Geheimdienstdirektor James Clapper betitelt den Whistleblower als Landesverräter

Geheimdienstdirektor James Clapper (re.) und NSA-Chef Keith Alexander kritisierten Snowden scharf. (picture alliance / dpa / Shawn Thew)
Geheimdienstdirektor James Clapper (re.) und NSA-Chef Keith Alexander kritisierten Snowden scharf. (picture alliance / dpa / Shawn Thew)

Der Besuch des Grünen-Politikers Christian Ströbele beim Geheimdienstexperten Edward Snowden sorgt auch in den USA für Gesprächsstoff. Vor allem die Frage, wie Deutschland mit dem per Haftbefehl gesuchten Flüchtling verfahren und ob dieser in Deutschland oder Russland befragt werden dürf, wird intensiv diskutiert.

Die Regierung beobachtet die jüngsten Entwicklungen genau – auch wenn US-Regierungssprecher Jay Carney versuchte, diesen Eindruck zu zerstreuen: Gespräche mit Deutschland über das Thema seien ihm nicht bekannt. Gefragt nach dem möglichen Flurschaden, den das Abhören von Spitzenpolitikern wie Bundeskanzlerin Angela Merkel angerichtet habe, wies er lediglich darauf hin, dass "Snowdens unbefugte Enthüllungen die nationale Sicherheit der USA beschädigt" hätten und man die "verursachten Spannungen auf diplomatischem Wege" beseitigen wolle.

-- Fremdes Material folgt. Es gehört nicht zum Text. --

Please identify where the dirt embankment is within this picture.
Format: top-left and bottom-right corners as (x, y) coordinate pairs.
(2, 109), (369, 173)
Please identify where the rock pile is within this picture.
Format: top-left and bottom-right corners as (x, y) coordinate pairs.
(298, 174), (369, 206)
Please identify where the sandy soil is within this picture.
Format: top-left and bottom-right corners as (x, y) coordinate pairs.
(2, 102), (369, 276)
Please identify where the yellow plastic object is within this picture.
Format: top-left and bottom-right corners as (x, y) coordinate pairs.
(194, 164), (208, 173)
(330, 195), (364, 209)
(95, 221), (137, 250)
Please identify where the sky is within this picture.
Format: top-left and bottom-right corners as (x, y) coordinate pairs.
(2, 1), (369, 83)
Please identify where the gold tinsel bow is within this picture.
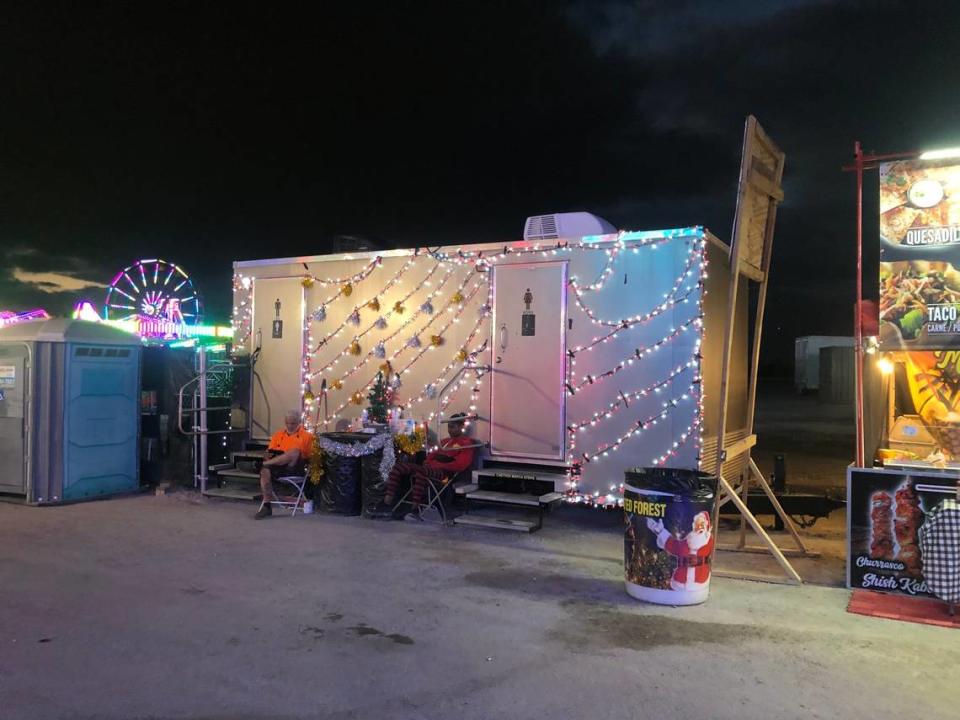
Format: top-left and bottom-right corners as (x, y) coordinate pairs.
(393, 428), (427, 455)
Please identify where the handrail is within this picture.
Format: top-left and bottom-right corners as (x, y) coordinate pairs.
(177, 362), (247, 437)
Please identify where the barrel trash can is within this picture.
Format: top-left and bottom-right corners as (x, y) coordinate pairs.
(360, 450), (390, 519)
(623, 468), (717, 605)
(314, 433), (372, 515)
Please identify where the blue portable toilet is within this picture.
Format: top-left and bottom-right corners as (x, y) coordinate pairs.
(0, 319), (141, 504)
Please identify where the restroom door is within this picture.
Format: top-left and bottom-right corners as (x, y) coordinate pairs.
(0, 346), (27, 495)
(490, 262), (567, 460)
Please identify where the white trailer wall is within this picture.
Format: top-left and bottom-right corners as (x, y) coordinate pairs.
(234, 228), (724, 493)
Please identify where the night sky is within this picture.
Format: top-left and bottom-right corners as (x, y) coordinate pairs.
(0, 0), (960, 364)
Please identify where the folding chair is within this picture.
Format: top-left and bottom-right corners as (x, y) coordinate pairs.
(260, 466), (310, 517)
(394, 468), (472, 525)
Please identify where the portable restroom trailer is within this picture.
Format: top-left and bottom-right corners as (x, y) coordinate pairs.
(234, 223), (747, 497)
(0, 320), (141, 504)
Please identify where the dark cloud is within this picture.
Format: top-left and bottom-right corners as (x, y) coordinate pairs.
(0, 0), (960, 366)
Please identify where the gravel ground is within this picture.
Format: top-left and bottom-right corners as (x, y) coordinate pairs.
(0, 493), (960, 720)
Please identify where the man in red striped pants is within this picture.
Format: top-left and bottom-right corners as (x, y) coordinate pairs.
(383, 413), (474, 512)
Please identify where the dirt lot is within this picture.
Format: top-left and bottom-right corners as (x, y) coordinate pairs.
(0, 494), (960, 720)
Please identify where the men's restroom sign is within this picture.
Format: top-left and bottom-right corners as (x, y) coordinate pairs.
(520, 288), (537, 337)
(273, 298), (283, 340)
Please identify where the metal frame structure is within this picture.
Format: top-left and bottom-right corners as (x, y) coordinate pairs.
(713, 115), (817, 584)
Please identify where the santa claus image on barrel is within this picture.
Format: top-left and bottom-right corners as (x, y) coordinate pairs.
(647, 512), (713, 595)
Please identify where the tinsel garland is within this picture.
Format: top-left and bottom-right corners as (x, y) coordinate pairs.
(310, 442), (326, 485)
(316, 433), (396, 482)
(393, 428), (427, 455)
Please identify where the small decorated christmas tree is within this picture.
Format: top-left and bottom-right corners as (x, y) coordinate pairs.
(367, 372), (389, 423)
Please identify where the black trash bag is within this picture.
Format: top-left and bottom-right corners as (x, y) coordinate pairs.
(315, 454), (360, 515)
(624, 468), (717, 502)
(360, 450), (389, 518)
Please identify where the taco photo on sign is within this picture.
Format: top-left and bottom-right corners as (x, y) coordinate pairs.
(880, 260), (960, 349)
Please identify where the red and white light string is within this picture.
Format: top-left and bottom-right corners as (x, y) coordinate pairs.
(567, 355), (700, 451)
(567, 315), (703, 395)
(307, 255), (383, 284)
(311, 273), (482, 384)
(307, 258), (420, 355)
(330, 275), (487, 420)
(570, 245), (697, 328)
(230, 275), (253, 354)
(580, 378), (699, 463)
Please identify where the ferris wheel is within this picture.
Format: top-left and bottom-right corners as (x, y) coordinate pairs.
(103, 258), (203, 325)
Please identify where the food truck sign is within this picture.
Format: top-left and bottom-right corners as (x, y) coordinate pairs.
(880, 160), (960, 350)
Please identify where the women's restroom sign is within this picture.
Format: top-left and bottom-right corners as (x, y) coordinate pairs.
(520, 288), (537, 337)
(272, 298), (283, 340)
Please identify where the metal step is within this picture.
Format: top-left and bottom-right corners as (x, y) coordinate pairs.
(471, 468), (568, 490)
(217, 468), (260, 482)
(453, 515), (538, 532)
(464, 490), (563, 507)
(204, 487), (260, 502)
(483, 455), (569, 474)
(230, 450), (267, 463)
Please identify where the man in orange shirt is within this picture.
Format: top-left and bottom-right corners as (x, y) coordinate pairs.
(254, 410), (313, 520)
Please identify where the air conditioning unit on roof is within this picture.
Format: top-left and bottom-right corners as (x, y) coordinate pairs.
(523, 212), (617, 240)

Noch deutlicher war NSA-Chef Keith Alexander während einer Anhörung im Geheimdienstausschuss des US-Abgeordnetenhauses geworden. Gefragt, ob Snowdens Enthüllungen Terroristen von Al-Kaida geholfen hätten, antwortete er: "Das haben sie getan und sie werden es tun" – ohne dafür allerdings Beweise vorzulegen. Ebenso wie Geheimdienstdirektor James Clapper gab er sich zudem überzeugt, Snowden sei ein Landesverräter.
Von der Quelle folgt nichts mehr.